Clyde Y.C. Wu’56, 1931-2015

By

Peter Wortsman

Clyde Y.C. Wu, Columbia University’s longest-serving trustee, a longstanding member of the Columbia-Presbyterian Health Sciences Advisory Council, and one of the most generous and farsighted alumni in the history of P&S, died Oct. 7, 2015.

Dr. Wu, clinical professor of medicine emeritus at the Wayne State University School of Medicine in Detroit, was also a respected cardiopulmonary specialist at Oakwood Hospital in Dearborn, Mich. He served as a member of the Board of Trustees of Columbia University for 13 years, 10 of which he chaired the Health Sciences Committee, overseeing the affairs of the medical center. He also served on the CUMC Board of Advisors.

He and his late wife, Helen, endowed the Clyde and Helen Wu Center for Molecular Cardiology, five professorships, and two assistant professorships. In addition, they sponsored the Clyde and Helen Wu Distinguished Lecture Series and supported many aspects of medical student life, including musical, theatrical, and social activities, and installed a music room in their names at Bard Hall. Their proudest accomplishment was the reestablishment of the relationship between P&S and Peking Union Medical College in Beijing and, through their support of the Sino-American Exchange Program, the fostering of a vigorous exchange of clinical knowledge and expertise between P&S and major medical schools in China, culminating in the endowment of the Wu Family China Center for Health Initiatives.

Born in Hong Kong in 1931, one of nine children, Dr. Wu had a personal and medical odyssey that took him from the hardships and challenges of rural life in the Chinese heartland, where the family fled the Japanese occupation during World War II and where, as a young man, he first felt the calling to medicine, to P&S, where, as one of only two Asian students in his class he fulfilled his boyhood dream of becoming a doctor. His P&S admissions interview with the dean of students, Dr. Aura Severinghaus, made a profound impression on both the interviewee and the interviewer. As a young man, Dr. Severinghaus had been one of a select group of promising medical academics to teach and pursue research on the faculty at PUMC in Beijing. The school was founded in 1921 by the China Medical Board of the Rockefeller Foundation. Dr. Severinghaus warmly welcomed the young applicant, and Dr. Wu never forgot the kindness.

“First putting the stethoscope to my ear,” as he recalled in an alumni profile, “the thump of the human heart was music to my ears, oh my!”

Dr. Wu interned at the University of Rochester and pursued a medical residency and a fellowship in cardiology at Boston City Hospital, where he engaged in research on the biochemical changes caused by cardiac failure, dividing his time between the clinic and the lab. In 1961 he returned to Hong Kong as a lecturer in cardiology at Hong Kong University Medical School, where he helped start up one of the first cardiac catheterization labs. (As a medical student he had rotated through Bellevue, where Dr.
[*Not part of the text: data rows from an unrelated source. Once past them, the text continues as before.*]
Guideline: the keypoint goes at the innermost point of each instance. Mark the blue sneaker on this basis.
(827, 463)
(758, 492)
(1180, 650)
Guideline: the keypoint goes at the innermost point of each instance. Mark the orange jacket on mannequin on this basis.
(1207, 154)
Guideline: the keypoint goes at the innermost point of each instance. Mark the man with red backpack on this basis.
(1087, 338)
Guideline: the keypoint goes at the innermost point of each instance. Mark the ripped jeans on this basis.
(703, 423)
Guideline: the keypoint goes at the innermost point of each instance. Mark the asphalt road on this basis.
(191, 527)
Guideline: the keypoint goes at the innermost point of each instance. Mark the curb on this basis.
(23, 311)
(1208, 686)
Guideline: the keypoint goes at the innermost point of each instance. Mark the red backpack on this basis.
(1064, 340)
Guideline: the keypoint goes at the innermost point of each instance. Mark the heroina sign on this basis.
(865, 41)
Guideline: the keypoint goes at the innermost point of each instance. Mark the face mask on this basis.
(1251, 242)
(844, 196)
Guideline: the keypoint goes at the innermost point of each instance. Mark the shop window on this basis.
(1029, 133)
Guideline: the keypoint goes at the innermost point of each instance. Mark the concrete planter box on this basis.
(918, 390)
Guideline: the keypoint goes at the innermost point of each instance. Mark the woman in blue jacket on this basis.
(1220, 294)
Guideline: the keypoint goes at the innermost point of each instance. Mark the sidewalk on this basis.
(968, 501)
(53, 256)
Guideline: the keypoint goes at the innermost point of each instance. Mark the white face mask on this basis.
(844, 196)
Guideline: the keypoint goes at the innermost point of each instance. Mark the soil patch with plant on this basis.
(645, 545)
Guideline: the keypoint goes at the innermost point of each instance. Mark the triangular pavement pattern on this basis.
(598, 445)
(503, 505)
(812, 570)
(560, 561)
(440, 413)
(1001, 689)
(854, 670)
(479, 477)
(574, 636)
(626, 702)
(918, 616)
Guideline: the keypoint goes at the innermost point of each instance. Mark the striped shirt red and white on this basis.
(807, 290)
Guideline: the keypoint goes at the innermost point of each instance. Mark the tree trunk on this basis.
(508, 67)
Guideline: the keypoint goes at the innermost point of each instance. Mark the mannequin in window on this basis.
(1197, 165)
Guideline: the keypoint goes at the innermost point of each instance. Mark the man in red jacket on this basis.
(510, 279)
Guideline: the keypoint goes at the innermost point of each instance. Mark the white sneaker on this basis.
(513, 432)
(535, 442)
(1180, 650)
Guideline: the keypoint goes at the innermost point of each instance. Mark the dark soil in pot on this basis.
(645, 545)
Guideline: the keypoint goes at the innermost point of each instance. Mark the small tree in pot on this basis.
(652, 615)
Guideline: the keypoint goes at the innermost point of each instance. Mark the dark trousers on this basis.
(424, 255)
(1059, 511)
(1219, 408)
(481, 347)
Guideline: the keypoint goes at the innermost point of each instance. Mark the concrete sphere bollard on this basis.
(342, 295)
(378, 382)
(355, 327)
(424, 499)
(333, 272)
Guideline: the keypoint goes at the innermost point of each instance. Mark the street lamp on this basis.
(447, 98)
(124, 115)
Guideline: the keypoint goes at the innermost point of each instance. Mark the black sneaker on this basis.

André Cournand and Dickinson Richards’23, who shared a Nobel Prize for their development of heart catheterization, were prominent faculty members.) Returning to the States, he joined the faculty in the Department of Medicine at Wayne State University, where he taught and pursued research on cardiac metabolism under Dr. Richard Bing. He also joined and subsequently became chief of the pulmonary division at Oakwood Hospital and served as a principal member of the cardiac catheterization unit at Detroit General Hospital. Following several years of teaching and research, he decided to devote himself to clinical practice full time. In 1973 he became a fellow of the American College of Cardiology and in 1981 achieved the distinction of fellowship in the Royal College of Physicians.

In 1992 the China Medical Board discontinued support for postdoc fellows from Beijing and Hong Kong who wanted to pursue advanced training in America. At the urging of the dean of Hong Kong University Medical School, Dr. Wu’s sister-in-law, Lady Ivy Wu, agreed to step in and lend her support but only if Dr. Wu would act as an adviser. Dr. and Mrs. Wu enthusiastically participated in the selection process. He later decided to select fellows from the ranks of junior faculty in the Department of Medicine at PUMC and other Chinese medical schools and support their training for a year at P&S.

As the culmination of their commitment to P&S and China, Dr. and Mrs. Wu bequeathed a considerable sum to the endowment of the Wu Family China Center for Health Initiatives. Other Wu family members, including Dr. Wu’s brother, Sir Gordon Wu, have likewise lent their support. “Whether our efforts have done any good in the long run, only history will tell,” Dr. Wu once reflected, “but both sides, Columbia and China, have benefited, and this has brought Helen and myself great joy. You cannot do everything in life, but if you choose the things that you like, and do the things that you like, and do the things that have meaning for you, and know that you have done your best, you can be happy.”

Preceded in death by his wife, Helen, Dr. Wu is survived by two sons, both physicians, Roger, a child psychiatrist, and David, a chest specialist, and four grandchildren. He also is survived by a niece, June Wu’96, a member of the P&S faculty.